Tan became interested in the subject after discovering an old photograph of her grandmother's cousin, dressed in the clothing popularized by courtesans of that era.
"At the time these women were comparable to the pop figures we have today, like Lady Gaga," Tan says. "They were public figures who were in many ways envied for their knowledge of what people wanted and the illusion that they were able to create. They were icons, and they understood that if they wanted certain things, they could say, 'This is what I want, and this is what I need to get there'."
In the story, Tan describes the ornate clothing worn by courtesans, such as expensive silk that's as "lustrous as a pearl", and "shocking Western details" like buttons and pleats.

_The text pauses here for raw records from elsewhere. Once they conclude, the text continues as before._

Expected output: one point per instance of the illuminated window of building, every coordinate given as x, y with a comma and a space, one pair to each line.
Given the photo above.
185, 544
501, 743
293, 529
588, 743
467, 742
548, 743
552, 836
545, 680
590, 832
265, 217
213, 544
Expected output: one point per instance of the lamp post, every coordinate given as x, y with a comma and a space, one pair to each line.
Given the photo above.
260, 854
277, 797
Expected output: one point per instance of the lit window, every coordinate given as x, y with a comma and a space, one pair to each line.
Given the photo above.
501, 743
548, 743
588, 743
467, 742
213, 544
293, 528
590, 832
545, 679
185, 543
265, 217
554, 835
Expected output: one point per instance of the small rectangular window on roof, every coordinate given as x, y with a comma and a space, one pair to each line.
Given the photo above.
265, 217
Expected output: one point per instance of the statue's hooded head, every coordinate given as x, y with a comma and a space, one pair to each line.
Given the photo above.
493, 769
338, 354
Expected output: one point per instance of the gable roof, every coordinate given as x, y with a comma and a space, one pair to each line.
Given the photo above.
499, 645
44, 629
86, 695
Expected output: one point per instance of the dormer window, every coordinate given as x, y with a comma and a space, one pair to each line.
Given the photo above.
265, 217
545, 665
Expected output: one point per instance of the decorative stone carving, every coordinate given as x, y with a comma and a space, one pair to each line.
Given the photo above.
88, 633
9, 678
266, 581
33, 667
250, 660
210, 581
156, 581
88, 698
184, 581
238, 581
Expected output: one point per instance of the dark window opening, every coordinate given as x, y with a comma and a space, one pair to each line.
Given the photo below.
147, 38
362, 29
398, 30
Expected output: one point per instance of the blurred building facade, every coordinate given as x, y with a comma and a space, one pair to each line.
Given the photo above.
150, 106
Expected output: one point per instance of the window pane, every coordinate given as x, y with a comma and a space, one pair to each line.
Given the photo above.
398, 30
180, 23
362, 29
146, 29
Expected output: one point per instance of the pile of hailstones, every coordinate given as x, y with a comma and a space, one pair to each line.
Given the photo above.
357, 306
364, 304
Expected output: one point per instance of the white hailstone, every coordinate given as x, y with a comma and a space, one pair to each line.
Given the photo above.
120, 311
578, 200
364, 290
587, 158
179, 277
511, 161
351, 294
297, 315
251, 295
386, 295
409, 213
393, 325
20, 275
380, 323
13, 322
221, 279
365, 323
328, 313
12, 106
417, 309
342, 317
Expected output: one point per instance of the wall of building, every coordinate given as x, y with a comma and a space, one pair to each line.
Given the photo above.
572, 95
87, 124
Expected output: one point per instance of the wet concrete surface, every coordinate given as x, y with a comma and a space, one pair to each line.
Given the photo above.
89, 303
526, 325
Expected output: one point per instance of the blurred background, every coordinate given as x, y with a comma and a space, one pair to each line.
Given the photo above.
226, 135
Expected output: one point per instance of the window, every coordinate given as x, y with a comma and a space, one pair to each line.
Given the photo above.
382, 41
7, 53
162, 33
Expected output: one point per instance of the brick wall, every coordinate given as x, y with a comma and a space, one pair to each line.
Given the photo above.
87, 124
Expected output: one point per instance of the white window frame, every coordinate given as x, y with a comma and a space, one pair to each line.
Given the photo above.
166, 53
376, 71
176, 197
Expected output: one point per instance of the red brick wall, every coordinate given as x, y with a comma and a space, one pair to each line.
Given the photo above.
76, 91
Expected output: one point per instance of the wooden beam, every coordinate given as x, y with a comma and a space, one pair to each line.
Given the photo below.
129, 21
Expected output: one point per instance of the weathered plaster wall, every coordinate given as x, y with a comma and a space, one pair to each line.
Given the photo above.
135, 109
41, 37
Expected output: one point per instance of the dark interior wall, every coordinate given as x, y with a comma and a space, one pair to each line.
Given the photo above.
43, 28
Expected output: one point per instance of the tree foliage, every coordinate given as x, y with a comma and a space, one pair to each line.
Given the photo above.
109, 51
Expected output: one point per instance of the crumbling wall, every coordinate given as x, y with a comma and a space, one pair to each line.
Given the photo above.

"Women on the streets will envy and admire your clothes," she writes, in the voice of the aging courtesan. "For many young girls, a glimpse of you will provide the greatest excitement of their lives. It is annoying that rich girls imitate us, but it is also flattery. This will raise your status."
The courtesans who made the "top 10 beauties" list were not necessarily the most beautiful, Tan writes. "They are the ones who understand human nature, that of men and women both."
Indeed, the manipulation of human nature is at the core of Rules for Virgins.
"I think that what motivated me was the idea of the parts of these women that are really a part of all of us, and how much ego and envy play into our desires and our ability to manipulate somebody," Tan says.
"These women could come up with illusion, selling romance, but at the same time often got caught in their own trap. Every man has a myth of himself and who he wants to be, and if a woman nurtures that, he won't let her go. When someone recognizes the myth of who we each want to be, we love that person because we love ourselves - but it's false love."
Tan researched the story through old novels, visited museum exhibitions and revisited tabloid newspapers of the time (nicknamed the "mosquito press" for its buzzy coverage of society and scandal).
Her own mother was featured in the mosquito press when she had a "scandalous divorce", Tan says.
She recently spoke with film director Zhang Yimou about his latest film, The Flowers of War, which also spotlights the stories of Chinese courtesans.
"We talked about what it was like, we looked at the clothing and imagined this world," she says.
"In writing the story there was a lot of imagination having to do with the situation, of what went on behind closed doors. But I also did research about the ointments and sex toys that might have been used, and learned about the popularity of male-looking courtesans."
In the story she writes about a role-playing service offered in the courtesan houses, called "The Illusion of the Night Scholar". The role required "the Ming hat of a philosopher, long robes".
Tan handles the often obscene material with playful humor, but the story is above all one with tragic undertones, of women who were capable of manipulating men who would never truly love them.
"You will give yourself freely," she writes, in the voice of the older woman. "You will believe with all your heart that this happiness will last forever. This will happen to you many times with many men. And I will be there to restore your common sense."
For Tan, who has been with the same man for more than 30 years, life and love have not proved disappointing, she says.
"But as a writer, I'm always fascinated by human nature. My work might only be words, but behind the words there's a lot of contemplation about human nature."